Govan Mbeki Municipality has tabled a draft 2026/27 Medium-Term Revenue & Expenditure Framework that lays bare a municipality under acute financial stress. The document, prepared in line with MFMA and National Treasury guidance, shows rising costs, shrinking capital investment and a funding shortfall that threatens service delivery and legal compliance.

A stark funding gap The draft budget projects operating revenue of R3.819 billion against operating expenditure of R4.169 billion — an operating deficit of about R349 million. Including capital, the municipality faces an overall deficit of R432 million. These shortfalls come alongside a reduced capital programme of R192.9 million for 2026/27, down by R27.6 million from the adjusted 2025/26 budget, constraining investment in infrastructure at a time when maintenance and upgrades are critical.

Mounting liabilities and cash-flow risk The municipality’s creditors currently total R7.638 billion, with Eskom and Rand Water the largest outstanding accounts. At an assumed 66% payment rate, only R4.45 billion of debt is realistically collectible over time — well short of what is needed to meet obligations and sustain operations. The budget papers warn the municipality will be unable to pay obligations as they fall due, risking non-compliance with Subsection 99(2)(b) of the Municipal Finance Management Act and exposing the council to potential litigation, additional interest charges and escalating legal fees.

Drivers of the deterioration Operating expenditure has increased by R331.43 million relative to the current adjusted budget, driven mainly by salary increases (kept within the 35% regulation), higher bulk-purchase costs and general inflation. Revenue growth is constrained, and without decisive action collection rates, operating efficiency and cost control will not improve fast enough to close the gap.

Service delivery and personnel implications Cash-flow constraints could leave critical vacancies unfilled, undermining service delivery and limiting the municipality’s operational capacity. The papers call for an urgent, intensive review of the organizational structure to align staff to essential deliverables.

Policy response and recommended measures The draft reiterates the statutory requirement to adopt funded budgets and urges immediate interventions: expenditure reprioritization, strict cost containment, intensified revenue enhancement and improved credit control, and full implementation of mSCOA. Administratively, the municipality proposes tariff increases (water and sewerage up to 11%, provisional electricity 12.74%, assessment rates and other tariffs around 3.7%) and other policy measures aimed at stabilizing finances. The document also stresses that if an unfunded budget is adopted, Council must table a credible plan showing how the municipality will move to a funded position.

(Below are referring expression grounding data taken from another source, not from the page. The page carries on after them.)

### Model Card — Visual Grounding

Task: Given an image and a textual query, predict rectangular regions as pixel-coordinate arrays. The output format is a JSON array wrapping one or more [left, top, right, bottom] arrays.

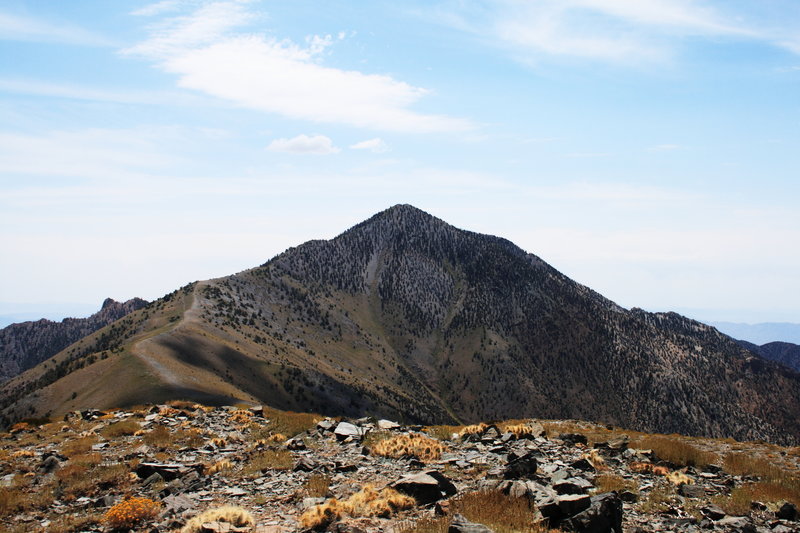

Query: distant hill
[[712, 322, 800, 345], [738, 340, 800, 373], [2, 205, 800, 444], [0, 298, 148, 383]]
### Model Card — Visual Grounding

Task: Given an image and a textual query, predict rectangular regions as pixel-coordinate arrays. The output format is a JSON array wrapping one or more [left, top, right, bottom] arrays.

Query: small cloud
[[267, 134, 340, 155], [349, 138, 388, 153], [650, 144, 681, 151]]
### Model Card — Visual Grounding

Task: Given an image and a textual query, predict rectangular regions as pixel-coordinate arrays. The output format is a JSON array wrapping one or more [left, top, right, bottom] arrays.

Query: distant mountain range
[[736, 340, 800, 374], [0, 298, 148, 383], [712, 321, 800, 345], [2, 205, 799, 444]]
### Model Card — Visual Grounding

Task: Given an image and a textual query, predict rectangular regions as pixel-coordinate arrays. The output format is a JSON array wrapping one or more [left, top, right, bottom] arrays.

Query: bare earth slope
[[2, 205, 800, 444]]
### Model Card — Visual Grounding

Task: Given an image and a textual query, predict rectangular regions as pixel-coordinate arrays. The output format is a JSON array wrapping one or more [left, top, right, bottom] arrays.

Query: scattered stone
[[559, 433, 589, 447], [701, 504, 726, 521], [448, 513, 494, 533], [393, 470, 458, 505], [776, 502, 797, 521], [333, 422, 365, 441], [559, 492, 623, 533], [503, 451, 538, 479]]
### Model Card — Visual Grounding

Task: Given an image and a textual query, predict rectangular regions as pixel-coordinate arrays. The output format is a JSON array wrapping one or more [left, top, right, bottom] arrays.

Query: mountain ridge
[[0, 297, 148, 383], [2, 205, 799, 444]]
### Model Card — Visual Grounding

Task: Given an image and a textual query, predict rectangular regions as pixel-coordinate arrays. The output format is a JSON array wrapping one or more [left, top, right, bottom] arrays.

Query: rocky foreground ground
[[1, 403, 799, 533]]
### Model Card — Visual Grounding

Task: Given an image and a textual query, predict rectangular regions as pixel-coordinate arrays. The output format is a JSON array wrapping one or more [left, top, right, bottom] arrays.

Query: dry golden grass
[[399, 491, 553, 533], [722, 452, 800, 505], [56, 462, 129, 501], [424, 425, 462, 441], [100, 419, 140, 438], [241, 449, 293, 475], [43, 512, 102, 533], [60, 436, 98, 457], [369, 433, 446, 462], [593, 474, 639, 494], [639, 483, 677, 514], [142, 425, 174, 447], [0, 483, 55, 519], [256, 406, 321, 438], [629, 436, 717, 468], [305, 474, 332, 498], [300, 485, 415, 529], [498, 421, 544, 439], [181, 506, 254, 533]]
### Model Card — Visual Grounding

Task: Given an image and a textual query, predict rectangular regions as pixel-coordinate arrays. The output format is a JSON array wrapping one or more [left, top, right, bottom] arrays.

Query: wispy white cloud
[[0, 11, 113, 46], [350, 138, 389, 153], [126, 1, 471, 132], [267, 134, 340, 155], [431, 0, 794, 64]]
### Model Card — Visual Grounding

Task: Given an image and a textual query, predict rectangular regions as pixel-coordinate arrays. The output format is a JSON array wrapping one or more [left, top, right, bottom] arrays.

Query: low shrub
[[101, 419, 140, 438], [181, 506, 254, 533], [369, 433, 446, 462], [103, 497, 160, 530]]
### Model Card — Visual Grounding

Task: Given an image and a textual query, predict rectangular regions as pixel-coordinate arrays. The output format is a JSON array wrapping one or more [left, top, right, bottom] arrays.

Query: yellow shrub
[[369, 433, 446, 462], [104, 497, 160, 529], [11, 450, 35, 458], [300, 485, 416, 529], [230, 409, 254, 424], [459, 423, 488, 437], [582, 449, 609, 472], [299, 498, 349, 530], [205, 459, 234, 476], [181, 506, 254, 533]]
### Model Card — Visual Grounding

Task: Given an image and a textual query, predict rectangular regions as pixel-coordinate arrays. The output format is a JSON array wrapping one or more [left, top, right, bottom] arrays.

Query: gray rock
[[557, 494, 593, 517], [559, 492, 623, 533], [293, 457, 317, 472], [717, 516, 755, 532], [559, 433, 589, 447], [700, 504, 726, 521], [504, 450, 538, 479], [37, 455, 61, 474], [678, 483, 705, 498], [776, 501, 797, 520], [334, 422, 364, 441], [448, 514, 494, 533], [392, 470, 458, 505], [553, 477, 593, 495], [377, 419, 400, 430]]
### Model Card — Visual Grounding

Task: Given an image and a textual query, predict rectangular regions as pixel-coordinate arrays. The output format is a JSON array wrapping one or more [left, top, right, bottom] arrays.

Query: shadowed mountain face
[[2, 205, 800, 444], [738, 340, 800, 373], [0, 298, 148, 383]]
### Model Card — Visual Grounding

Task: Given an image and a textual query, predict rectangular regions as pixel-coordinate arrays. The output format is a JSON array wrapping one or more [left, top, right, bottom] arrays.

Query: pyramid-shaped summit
[[2, 206, 800, 444]]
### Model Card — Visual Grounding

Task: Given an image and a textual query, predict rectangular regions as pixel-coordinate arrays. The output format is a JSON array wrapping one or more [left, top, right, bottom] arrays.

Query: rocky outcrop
[[0, 297, 148, 382], [2, 406, 798, 532]]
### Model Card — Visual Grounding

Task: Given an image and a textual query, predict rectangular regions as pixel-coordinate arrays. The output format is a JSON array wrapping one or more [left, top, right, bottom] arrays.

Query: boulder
[[334, 422, 365, 441], [559, 433, 588, 446], [559, 492, 623, 533], [448, 514, 494, 533], [776, 501, 798, 520], [392, 470, 458, 505], [503, 451, 538, 479]]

Political fallout: opposition to an unfunded budget The funding gap and the municipality’s precarious cash position drew political opposition. The Democratic Alliance (DA) and the Freedom Front Plus (FF+) voted against accepting an unfunded budget, signalling concern that the draft fails to provide a sustainable, lawful funding model and warning that continued acceptance of unfunded budgets will deepen financial instability and compromise core services.

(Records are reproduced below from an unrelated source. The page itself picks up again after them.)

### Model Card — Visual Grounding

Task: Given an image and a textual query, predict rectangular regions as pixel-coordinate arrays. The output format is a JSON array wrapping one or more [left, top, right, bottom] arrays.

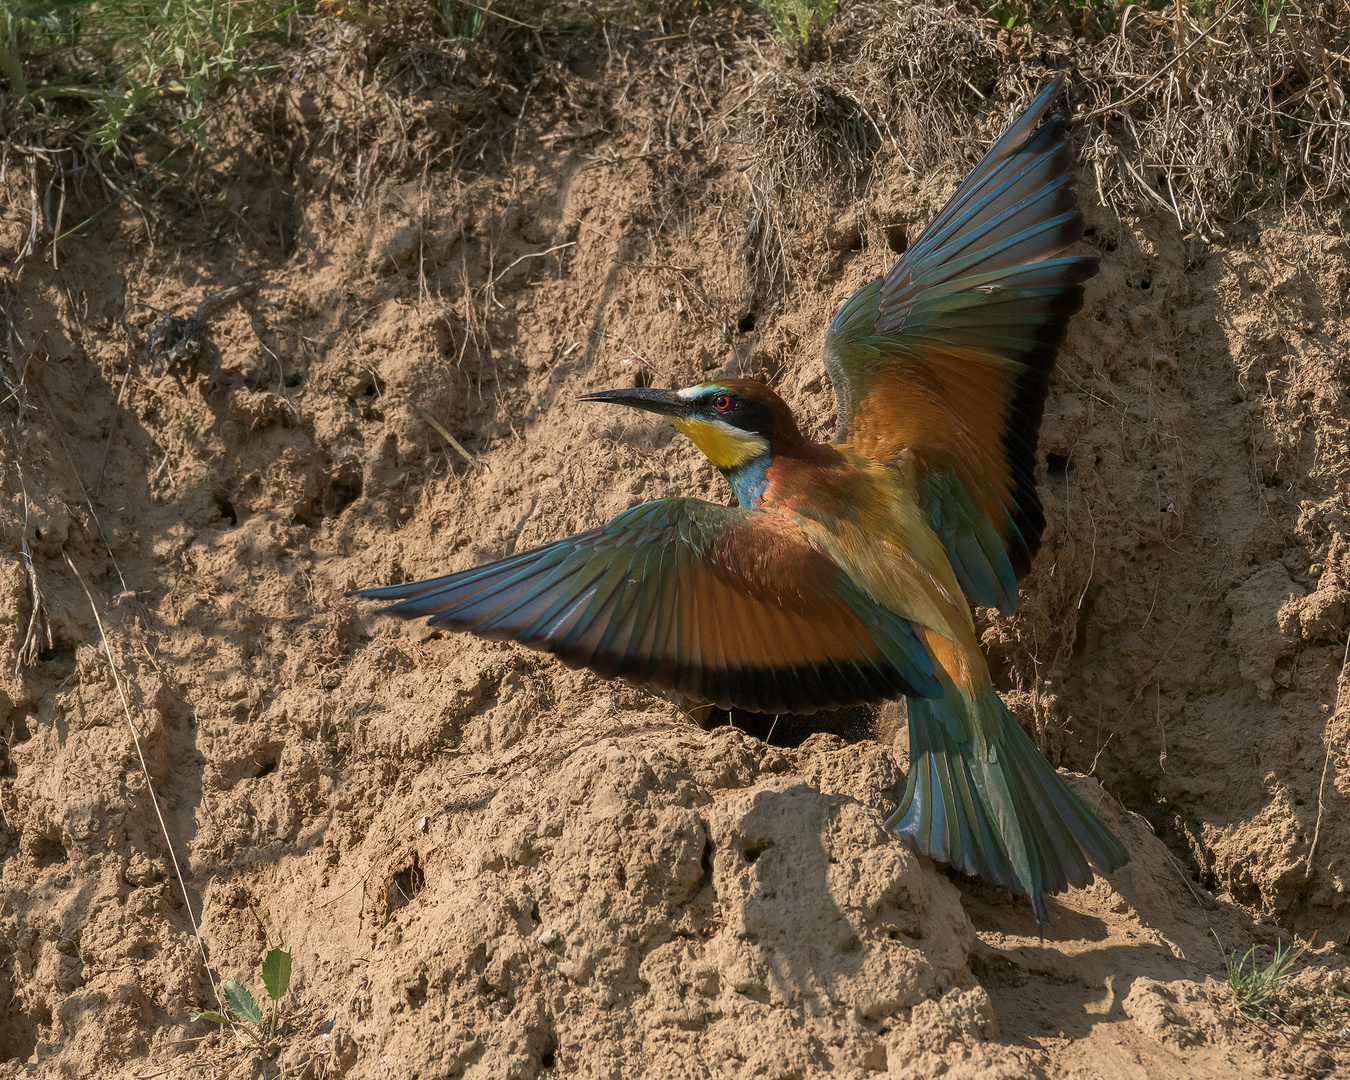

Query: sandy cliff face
[[1, 7, 1349, 1078]]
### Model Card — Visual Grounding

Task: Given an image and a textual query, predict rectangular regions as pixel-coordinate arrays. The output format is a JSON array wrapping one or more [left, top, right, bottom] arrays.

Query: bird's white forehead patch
[[676, 385, 709, 401]]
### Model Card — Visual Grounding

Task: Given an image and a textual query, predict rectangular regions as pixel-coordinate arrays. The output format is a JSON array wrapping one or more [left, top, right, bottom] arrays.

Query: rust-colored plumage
[[351, 77, 1128, 922]]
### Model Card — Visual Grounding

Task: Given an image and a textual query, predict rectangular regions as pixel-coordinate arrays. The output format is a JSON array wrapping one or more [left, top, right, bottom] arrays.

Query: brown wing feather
[[352, 499, 942, 713]]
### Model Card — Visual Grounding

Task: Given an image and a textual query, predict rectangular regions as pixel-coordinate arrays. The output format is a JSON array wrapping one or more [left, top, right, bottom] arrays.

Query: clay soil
[[2, 6, 1350, 1078]]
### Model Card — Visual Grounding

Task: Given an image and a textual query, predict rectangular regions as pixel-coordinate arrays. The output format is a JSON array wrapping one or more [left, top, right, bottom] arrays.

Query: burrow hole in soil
[[744, 839, 774, 865], [707, 704, 876, 748], [388, 853, 425, 915]]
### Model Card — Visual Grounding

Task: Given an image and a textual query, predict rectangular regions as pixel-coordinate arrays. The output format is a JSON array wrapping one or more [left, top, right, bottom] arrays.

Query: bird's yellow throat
[[672, 416, 769, 470]]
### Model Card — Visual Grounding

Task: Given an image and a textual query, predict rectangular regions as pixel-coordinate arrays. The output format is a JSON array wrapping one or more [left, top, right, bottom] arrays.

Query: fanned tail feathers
[[886, 683, 1130, 922]]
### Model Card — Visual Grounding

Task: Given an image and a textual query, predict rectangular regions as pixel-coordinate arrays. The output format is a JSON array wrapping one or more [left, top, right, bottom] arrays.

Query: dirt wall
[[1, 7, 1349, 1078]]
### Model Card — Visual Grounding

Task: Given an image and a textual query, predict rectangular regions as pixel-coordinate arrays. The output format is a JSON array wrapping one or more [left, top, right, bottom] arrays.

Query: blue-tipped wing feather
[[822, 76, 1099, 614], [350, 498, 942, 714]]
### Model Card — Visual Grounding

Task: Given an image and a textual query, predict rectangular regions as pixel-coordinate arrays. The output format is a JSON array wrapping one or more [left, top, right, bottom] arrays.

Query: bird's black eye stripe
[[713, 394, 732, 411]]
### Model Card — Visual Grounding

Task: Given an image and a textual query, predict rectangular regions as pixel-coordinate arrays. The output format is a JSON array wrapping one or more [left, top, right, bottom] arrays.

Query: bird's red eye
[[713, 394, 731, 411]]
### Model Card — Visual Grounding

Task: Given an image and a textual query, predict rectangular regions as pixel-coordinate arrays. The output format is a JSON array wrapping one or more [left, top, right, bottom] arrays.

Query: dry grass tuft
[[370, 28, 537, 171], [1079, 1, 1350, 245], [853, 5, 1002, 173], [738, 72, 880, 284], [732, 1, 1350, 285], [0, 3, 567, 258]]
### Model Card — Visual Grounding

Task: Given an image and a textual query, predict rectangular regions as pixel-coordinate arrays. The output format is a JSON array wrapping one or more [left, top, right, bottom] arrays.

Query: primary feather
[[356, 498, 942, 713], [822, 74, 1098, 613]]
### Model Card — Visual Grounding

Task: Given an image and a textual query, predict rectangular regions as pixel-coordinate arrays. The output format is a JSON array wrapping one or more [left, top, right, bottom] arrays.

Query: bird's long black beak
[[578, 387, 693, 418]]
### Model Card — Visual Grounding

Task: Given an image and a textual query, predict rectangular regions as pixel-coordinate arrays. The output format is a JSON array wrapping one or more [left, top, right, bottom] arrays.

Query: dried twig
[[483, 243, 575, 310], [141, 280, 262, 374], [414, 405, 481, 471], [13, 453, 51, 671], [64, 553, 220, 1008], [1305, 631, 1350, 878]]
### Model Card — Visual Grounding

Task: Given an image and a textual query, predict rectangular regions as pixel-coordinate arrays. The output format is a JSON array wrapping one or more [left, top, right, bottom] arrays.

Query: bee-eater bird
[[351, 76, 1129, 921]]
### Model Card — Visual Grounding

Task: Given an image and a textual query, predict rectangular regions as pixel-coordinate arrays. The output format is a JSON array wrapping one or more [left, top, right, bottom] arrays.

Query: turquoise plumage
[[822, 76, 1098, 614]]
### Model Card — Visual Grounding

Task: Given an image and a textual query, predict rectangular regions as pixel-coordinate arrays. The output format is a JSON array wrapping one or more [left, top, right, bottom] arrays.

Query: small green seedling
[[192, 945, 293, 1048], [762, 0, 838, 49], [1214, 930, 1305, 1018]]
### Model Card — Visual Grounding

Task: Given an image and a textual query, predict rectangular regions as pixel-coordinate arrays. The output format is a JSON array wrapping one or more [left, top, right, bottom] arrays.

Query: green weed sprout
[[1214, 930, 1305, 1018], [762, 0, 837, 49], [192, 945, 293, 1048]]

Conclusion Govan Mbeki’s 2026/27 draft budget signals an urgent need for decisive, sustained fiscal action. The operating and overall deficits — R349 million and R432 million respectively — coupled with R7.638 billion in creditors and limited collectible debt, create an immediate liquidity crisis with legal and service-delivery consequences. While the administration has proposed revenue and cost measures, the rejection by DA and FF+ of an unfunded budget underscores the political and governance challenge: without a credible, fundable plan and disciplined implementation, the municipality risks further deterioration in financial health and service outcomes.